Nonphysician Clinicians Physician Compensation

What are the real life implications of scope of work restrictions?

Why have a physician do a job when a nurse could do it? Why have a nurse do it if a home health aide could do it? Clearly, the latter group in each sentence is lower cost; however, the former group may provide higher quality care. The balance of who can do what in terms of trading off quality and cost clearly varies by task, but one key issue with scope of work restrictions is that they limit flexibility and individual professional judgement. Consider the case of a seriously ill patient with primary progressive multiple sclerosis as outlined in this Health Affairs article by Michael Ogg:

Nurse practice acts in each state regulate tasks that must be performed by registered nurses
instead of being delegated to agency employed home health aides.

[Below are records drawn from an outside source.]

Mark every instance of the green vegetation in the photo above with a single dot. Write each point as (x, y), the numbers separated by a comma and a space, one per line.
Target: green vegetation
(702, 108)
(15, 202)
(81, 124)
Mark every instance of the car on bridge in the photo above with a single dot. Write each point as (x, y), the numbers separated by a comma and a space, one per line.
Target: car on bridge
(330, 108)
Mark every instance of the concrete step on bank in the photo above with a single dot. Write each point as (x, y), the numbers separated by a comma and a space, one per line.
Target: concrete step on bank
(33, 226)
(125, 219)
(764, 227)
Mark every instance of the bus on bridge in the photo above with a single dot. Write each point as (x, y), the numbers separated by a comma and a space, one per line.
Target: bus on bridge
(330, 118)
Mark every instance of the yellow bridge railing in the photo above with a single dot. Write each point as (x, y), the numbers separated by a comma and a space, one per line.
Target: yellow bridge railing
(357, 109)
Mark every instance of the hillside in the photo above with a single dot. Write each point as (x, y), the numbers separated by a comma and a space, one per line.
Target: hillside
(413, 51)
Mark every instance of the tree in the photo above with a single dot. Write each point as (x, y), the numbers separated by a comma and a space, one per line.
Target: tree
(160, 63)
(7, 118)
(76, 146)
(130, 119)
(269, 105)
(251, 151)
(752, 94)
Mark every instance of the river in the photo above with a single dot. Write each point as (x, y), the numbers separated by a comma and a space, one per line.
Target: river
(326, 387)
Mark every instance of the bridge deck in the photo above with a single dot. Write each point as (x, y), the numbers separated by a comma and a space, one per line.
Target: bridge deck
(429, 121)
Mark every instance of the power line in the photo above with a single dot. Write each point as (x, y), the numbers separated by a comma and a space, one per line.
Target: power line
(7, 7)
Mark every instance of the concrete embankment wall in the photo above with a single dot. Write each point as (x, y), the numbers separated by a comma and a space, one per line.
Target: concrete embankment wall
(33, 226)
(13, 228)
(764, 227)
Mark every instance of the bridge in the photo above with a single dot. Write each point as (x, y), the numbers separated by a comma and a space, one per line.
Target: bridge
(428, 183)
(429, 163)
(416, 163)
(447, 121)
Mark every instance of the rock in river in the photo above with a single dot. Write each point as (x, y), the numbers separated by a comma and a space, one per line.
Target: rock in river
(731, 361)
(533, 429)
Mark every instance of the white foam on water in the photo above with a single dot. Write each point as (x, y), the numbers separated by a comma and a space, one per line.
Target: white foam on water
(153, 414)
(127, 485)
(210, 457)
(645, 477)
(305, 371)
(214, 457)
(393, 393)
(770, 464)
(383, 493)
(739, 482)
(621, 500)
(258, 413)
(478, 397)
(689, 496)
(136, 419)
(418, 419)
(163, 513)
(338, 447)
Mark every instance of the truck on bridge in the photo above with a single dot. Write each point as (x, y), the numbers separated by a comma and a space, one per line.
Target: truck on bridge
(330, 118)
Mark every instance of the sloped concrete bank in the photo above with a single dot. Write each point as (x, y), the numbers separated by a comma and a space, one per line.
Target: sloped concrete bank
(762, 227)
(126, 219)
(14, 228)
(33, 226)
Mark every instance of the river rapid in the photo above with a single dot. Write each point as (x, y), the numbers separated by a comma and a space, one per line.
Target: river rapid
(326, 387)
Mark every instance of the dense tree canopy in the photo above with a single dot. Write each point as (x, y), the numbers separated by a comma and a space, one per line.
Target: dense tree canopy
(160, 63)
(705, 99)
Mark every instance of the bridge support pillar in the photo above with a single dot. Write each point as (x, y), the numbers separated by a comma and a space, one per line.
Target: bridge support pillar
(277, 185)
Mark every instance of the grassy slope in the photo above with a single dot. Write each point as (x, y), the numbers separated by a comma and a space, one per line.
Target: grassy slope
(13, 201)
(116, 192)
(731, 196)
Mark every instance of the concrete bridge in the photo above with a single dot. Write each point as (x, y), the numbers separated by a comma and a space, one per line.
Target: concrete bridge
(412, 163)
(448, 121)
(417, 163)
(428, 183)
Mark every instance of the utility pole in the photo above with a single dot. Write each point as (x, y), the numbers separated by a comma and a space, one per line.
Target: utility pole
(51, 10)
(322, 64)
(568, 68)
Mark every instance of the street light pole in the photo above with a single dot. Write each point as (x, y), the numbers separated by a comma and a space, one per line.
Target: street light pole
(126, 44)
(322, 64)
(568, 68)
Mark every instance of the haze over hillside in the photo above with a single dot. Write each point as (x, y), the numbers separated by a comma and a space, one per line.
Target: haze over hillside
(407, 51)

Although my state had relaxed its regulations, allowing home health aides to administer medications, MyPACE did not yet permit them to do so. My nurse told me that if I needed twice-daily medications, they might have to put me in a nursing home instead of sending the home nurse twice a day.

Recommending certain specialties provide certain tasks does make sense. But in many situations, mandating that they do so is problematic as it prevents providing creative health care solutions to the patients who need help the most.

In fact, another article in the same issue of Health Affairs by Morgan et al. (2019) found that:

Case-mix-adjusted total care costs were 6–7 percent lower for NP [nurse practitioner] and PA [physician assistant] patients than for physician patients, driven by more use of emergency and inpatient services by the latter. We found that use of NPs and PAs as primary care providers for complex patients with diabetes was associated with less use of acute care services and lower total costs.